Dzisiaj można odnieść wrażenie, że w czasach mrocznej komuny między polskimi i zachodnimi uniwersytetami większa była intelektualna komunikacja, lepszy przepływ idei i chęć współdziałania w zmienianiu świata, niż jest dzisiaj. Przy czym nie chodzi tu tylko o uwiąd kultury studenckiej. Ta arcybogata studencka kultura żyła dopóty, dopóki władza ludowa ochoczo sponsorowała studentów. Świeżo upieczeni kapitaliści niemrawo sponsorują intelektualne fermenty, stąd też brakuje sił na kontestacje i twórcze poszukiwania. To, co na campusach uczelni zachodnich jest po prostu oczywiste, niezbędne i naturalne – czyli tworzenie półformalnych i nieformalnych porozumień, stowarzyszeń, klubów i związków – na polskich uczelniach jest elitarne i śladowe. W każdym razie – nieobecne w publicznej debacie.

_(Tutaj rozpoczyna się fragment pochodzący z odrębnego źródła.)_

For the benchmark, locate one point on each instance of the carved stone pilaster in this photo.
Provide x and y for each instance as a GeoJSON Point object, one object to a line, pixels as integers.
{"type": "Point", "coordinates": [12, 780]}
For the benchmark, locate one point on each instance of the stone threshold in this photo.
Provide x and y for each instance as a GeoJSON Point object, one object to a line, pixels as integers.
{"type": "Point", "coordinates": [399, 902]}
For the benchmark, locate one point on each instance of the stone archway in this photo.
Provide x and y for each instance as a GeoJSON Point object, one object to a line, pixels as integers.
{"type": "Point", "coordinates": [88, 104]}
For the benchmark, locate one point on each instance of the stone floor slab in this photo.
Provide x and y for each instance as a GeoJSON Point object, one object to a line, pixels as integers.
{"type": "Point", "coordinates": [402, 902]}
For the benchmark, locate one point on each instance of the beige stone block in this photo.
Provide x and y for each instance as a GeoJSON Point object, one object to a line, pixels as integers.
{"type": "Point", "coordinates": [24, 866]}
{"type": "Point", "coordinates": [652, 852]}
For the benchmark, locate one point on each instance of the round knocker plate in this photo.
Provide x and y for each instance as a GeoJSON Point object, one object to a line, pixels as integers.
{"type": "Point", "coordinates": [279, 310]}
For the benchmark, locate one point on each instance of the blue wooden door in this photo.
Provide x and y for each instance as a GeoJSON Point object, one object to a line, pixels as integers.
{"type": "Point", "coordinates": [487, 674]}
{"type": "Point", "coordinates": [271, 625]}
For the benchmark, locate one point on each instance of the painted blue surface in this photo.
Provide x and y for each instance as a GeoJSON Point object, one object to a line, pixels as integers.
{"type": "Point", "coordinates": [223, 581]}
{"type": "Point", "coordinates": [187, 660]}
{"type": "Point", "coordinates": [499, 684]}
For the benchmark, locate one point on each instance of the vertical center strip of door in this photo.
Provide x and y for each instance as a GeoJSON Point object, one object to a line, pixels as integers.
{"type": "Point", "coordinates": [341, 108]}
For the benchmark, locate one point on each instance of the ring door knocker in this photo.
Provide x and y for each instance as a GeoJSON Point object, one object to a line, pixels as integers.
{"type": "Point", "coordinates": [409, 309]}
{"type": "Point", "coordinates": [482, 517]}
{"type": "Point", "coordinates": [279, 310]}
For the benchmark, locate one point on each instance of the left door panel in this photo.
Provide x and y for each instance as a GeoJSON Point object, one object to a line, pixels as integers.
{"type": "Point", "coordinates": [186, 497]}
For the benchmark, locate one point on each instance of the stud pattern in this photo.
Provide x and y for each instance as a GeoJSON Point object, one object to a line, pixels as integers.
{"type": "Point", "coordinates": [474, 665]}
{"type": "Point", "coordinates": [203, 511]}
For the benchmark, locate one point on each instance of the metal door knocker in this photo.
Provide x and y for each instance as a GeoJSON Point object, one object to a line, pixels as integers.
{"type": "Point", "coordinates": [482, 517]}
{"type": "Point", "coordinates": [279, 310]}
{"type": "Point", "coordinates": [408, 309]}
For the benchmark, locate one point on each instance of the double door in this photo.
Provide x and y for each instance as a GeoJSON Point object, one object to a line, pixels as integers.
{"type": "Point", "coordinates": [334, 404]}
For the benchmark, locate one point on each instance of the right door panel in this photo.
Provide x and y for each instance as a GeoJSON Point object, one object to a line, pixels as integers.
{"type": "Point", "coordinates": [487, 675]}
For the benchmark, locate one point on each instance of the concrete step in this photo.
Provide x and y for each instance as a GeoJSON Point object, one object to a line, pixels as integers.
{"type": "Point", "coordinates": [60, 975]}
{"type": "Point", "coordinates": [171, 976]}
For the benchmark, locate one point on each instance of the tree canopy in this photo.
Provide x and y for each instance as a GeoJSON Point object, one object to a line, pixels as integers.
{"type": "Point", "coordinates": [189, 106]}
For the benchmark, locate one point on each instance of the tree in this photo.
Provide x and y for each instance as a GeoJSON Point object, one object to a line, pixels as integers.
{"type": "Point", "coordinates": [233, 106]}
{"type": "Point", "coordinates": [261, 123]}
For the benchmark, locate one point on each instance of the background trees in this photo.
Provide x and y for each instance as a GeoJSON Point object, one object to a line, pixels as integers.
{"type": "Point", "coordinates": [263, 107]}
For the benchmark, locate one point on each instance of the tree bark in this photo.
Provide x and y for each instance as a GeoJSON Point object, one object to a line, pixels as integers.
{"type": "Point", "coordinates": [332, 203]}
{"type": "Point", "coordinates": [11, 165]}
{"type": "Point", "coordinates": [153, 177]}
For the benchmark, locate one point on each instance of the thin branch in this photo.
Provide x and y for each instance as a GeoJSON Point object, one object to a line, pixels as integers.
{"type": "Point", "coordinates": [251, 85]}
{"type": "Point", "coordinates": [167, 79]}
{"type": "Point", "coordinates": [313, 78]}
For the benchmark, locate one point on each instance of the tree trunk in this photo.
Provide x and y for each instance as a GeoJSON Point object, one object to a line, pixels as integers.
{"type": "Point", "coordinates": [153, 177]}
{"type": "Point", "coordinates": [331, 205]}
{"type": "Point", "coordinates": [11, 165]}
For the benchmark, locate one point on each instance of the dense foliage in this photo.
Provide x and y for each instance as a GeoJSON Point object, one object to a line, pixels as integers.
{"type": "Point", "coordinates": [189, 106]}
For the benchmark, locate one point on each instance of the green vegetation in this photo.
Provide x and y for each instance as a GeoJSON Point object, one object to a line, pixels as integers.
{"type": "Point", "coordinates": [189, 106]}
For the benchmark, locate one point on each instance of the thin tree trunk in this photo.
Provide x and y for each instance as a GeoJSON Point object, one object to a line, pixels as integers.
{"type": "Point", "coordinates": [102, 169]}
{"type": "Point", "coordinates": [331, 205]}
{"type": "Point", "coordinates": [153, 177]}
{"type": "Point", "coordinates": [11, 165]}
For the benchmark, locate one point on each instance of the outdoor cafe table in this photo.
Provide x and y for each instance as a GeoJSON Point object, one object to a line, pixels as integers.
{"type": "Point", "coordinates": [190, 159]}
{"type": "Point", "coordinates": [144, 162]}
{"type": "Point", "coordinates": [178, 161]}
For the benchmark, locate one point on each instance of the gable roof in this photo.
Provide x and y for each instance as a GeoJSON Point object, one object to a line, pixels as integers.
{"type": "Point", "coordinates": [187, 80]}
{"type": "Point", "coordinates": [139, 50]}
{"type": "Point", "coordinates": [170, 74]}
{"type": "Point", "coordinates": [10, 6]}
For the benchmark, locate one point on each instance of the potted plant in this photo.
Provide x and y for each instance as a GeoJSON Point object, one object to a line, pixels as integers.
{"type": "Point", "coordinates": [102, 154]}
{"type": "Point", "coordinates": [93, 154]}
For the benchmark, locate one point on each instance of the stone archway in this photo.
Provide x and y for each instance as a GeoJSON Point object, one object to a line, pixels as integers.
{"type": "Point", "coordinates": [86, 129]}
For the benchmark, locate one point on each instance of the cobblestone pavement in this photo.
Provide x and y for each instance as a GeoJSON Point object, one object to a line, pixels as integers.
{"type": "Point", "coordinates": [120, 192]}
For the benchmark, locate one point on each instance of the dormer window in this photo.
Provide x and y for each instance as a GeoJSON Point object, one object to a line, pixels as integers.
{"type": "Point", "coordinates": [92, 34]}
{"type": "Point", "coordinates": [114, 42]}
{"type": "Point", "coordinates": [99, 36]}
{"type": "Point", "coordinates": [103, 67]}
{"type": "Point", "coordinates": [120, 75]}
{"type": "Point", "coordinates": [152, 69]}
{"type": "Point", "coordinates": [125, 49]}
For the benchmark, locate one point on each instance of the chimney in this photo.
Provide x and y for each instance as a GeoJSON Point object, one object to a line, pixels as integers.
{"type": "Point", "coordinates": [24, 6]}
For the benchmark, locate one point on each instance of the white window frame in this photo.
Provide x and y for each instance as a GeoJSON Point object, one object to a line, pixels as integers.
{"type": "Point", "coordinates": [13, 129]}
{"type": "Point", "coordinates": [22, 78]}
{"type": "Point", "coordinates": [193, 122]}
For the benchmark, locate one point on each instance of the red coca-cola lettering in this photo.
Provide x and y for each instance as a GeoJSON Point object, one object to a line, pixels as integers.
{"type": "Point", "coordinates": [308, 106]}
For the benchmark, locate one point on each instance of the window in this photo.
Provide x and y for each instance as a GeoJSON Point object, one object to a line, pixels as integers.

Między innymi dlatego tam poczucie praw i obowiązków obywatelskich, w tym prawo do publicznego działania, jest w centrum społecznej świadomości, natomiast u nas jest to cały czas tylko inteligencka fanaberia.

Żałosny poziom publicznej debaty nad centralnymi obecnie problemami świata wynika właśnie z nikłego udziału w niej polskich środowisk akademickich: bo na naszych uczelniach mało kogo to interesuje.

Tymczasem ekologia to centrum etycznych rozważań nad przyszłością Ziemi i cywilizacji. To problem dziury ozonowej, puszcz amazońskich, arktycznych lodów, ale także orangutanów w Afryce i psów w schronisku pod Wrocławiem. To dzięki szalonym „terrorystom" Greenpeace nie wytłuczono wszystkich młodych fok, a buldożery nie zlikwidowały jeszcze całej brazylijskiej dżungli, dzięki „nawiedzonym" ekologom konieczność sortowania śmieci staje się oczywista nawet dla praczki z wrocławskich Krzyków, a żadna przyzwoita dama nie nie pokaże się już publicznie w futrze z lamparta. A ta nowa świadomość urodziła się w czasach hippisów na uniwersyteckich campusach.

Od czasów hippisowskich cywilizowany świat wdraża jedną zasadę: rób i myśl co chcesz, bylebyś innym nie ograniczał ich praw do myślenia i działania. To dzisiaj absolutne minimum rozumienia praw obywatelskich.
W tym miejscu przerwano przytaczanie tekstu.